Respuesta :
Explanation:
Certainly! Let's calculate the moles of each reactant and determine the limiting and excess reactants.
1. Moles of Cl2:
- Molar mass of Cl: approximately 35.45 g/mol
- Moles of Cl2 = 0.855 g / (2 * 35.45 g/mol) ≈ 0.0121 mol
2. Moles of KBr:
- Molar mass of K: approximately 39.10 g/mol
- Molar mass of Br: approximately 79.90 g/mol
- Moles of KBr = 3.205 g / (39.10 g/mol + 79.90 g/mol) ≈ 0.0258 mol
Now, we compare the moles of Cl2 and KBr:
- Cl2: 0.0121 mol
- KBr: 0.0258 mol
Since Cl2 has fewer moles than KBr, it is the limiting reactant.
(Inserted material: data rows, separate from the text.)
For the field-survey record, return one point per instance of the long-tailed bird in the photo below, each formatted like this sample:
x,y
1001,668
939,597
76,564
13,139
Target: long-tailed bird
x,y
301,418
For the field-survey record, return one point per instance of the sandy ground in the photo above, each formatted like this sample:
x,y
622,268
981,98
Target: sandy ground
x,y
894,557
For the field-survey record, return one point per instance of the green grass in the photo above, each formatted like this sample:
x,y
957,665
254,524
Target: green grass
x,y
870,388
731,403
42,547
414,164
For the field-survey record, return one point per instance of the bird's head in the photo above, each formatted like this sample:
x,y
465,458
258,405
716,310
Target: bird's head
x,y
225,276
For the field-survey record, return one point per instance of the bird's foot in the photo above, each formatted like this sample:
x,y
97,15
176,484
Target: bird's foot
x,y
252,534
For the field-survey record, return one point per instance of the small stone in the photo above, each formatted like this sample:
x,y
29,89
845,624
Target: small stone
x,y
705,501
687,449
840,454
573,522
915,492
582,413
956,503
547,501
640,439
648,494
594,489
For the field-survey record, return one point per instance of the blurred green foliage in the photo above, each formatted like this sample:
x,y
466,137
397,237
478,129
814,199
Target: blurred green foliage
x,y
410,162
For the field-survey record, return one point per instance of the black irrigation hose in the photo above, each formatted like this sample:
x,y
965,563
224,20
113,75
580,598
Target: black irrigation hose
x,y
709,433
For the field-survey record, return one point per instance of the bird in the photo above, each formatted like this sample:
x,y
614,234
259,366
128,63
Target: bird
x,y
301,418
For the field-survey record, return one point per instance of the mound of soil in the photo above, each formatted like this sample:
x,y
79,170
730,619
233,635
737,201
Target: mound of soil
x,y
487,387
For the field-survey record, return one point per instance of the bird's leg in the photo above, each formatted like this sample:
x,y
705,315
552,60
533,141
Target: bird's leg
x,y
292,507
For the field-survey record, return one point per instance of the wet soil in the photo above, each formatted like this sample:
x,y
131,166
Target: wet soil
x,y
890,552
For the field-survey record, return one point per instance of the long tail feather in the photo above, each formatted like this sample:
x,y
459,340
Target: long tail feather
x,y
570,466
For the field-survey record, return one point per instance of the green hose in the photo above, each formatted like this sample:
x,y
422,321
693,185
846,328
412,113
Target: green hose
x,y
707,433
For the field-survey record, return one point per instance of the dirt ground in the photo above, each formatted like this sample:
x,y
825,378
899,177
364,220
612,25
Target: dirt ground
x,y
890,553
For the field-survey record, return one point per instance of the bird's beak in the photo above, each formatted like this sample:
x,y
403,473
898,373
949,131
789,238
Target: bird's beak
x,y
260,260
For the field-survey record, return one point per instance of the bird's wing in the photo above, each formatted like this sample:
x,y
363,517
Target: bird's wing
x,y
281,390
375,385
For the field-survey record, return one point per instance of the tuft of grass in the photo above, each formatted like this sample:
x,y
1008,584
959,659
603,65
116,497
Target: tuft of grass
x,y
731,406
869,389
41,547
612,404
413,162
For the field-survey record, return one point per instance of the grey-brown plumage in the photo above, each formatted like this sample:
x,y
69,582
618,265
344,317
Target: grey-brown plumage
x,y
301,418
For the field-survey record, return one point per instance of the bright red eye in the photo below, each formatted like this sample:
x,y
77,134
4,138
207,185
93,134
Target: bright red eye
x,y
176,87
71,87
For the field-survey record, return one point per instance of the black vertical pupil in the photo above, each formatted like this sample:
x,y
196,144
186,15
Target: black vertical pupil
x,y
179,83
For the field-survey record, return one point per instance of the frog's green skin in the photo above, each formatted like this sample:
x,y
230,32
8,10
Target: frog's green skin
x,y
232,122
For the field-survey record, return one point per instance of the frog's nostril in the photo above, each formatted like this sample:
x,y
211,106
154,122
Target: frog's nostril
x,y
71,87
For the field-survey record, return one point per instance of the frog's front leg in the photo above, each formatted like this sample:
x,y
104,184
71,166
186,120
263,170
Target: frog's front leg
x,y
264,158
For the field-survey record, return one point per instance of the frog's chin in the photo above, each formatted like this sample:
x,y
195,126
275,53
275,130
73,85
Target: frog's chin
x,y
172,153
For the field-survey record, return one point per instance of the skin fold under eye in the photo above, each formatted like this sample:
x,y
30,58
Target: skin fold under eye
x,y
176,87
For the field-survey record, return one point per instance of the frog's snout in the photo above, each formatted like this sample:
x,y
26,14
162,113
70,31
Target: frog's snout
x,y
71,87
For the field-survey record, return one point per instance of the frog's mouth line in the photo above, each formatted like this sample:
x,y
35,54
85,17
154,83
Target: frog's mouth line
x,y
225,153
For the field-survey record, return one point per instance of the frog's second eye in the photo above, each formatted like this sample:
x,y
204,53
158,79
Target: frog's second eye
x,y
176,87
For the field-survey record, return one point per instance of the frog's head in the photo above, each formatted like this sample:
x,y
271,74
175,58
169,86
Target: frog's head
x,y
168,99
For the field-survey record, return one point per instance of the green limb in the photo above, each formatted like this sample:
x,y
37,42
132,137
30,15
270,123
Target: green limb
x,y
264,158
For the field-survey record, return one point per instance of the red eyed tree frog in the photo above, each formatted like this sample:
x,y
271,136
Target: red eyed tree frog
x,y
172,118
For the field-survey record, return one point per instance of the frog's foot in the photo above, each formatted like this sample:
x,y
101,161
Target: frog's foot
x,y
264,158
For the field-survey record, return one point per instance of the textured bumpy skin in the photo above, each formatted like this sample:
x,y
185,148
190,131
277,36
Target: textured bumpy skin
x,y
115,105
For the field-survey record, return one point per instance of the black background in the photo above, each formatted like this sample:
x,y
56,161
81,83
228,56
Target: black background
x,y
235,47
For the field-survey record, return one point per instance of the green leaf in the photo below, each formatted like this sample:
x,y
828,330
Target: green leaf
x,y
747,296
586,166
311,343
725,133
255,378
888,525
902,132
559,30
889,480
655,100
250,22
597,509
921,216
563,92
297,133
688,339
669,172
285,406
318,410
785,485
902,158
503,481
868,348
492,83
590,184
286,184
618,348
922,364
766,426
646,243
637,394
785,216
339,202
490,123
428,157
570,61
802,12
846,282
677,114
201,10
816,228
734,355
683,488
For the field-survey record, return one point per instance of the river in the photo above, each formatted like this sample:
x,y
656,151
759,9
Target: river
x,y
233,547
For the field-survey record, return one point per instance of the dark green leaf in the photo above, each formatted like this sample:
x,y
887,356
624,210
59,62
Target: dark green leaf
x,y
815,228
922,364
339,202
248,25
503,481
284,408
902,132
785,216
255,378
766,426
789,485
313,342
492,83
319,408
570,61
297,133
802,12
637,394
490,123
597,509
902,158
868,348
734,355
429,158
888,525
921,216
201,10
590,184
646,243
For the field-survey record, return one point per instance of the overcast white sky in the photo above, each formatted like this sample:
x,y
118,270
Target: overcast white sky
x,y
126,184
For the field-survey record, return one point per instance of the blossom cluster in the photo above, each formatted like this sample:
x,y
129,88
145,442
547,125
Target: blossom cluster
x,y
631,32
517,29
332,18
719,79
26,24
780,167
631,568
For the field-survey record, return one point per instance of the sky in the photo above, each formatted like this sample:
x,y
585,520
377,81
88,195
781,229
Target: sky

Next, let's calculate the moles of products based on the limiting reactant (Cl2):
The balanced chemical equation for the reaction between Cl2 and KBr is needed to determine the stoichiometric ratios.
Assuming the balanced equation is: `Cl2 + 2KBr → 2KCl + Br2`
Now, using stoichiometry:
- Moles of KCl formed = 2 * moles of Cl2 reacted
- Moles of Br2 formed = 1 * moles of Cl2 reacted
Finally, calculate the moles of excess reactant (KBr):
- Moles of excess KBr = Initial moles of KBr - moles used in the reaction (based on stoichiometry)
If you provide the balanced equation, I can help with the final stoichiometric calculations.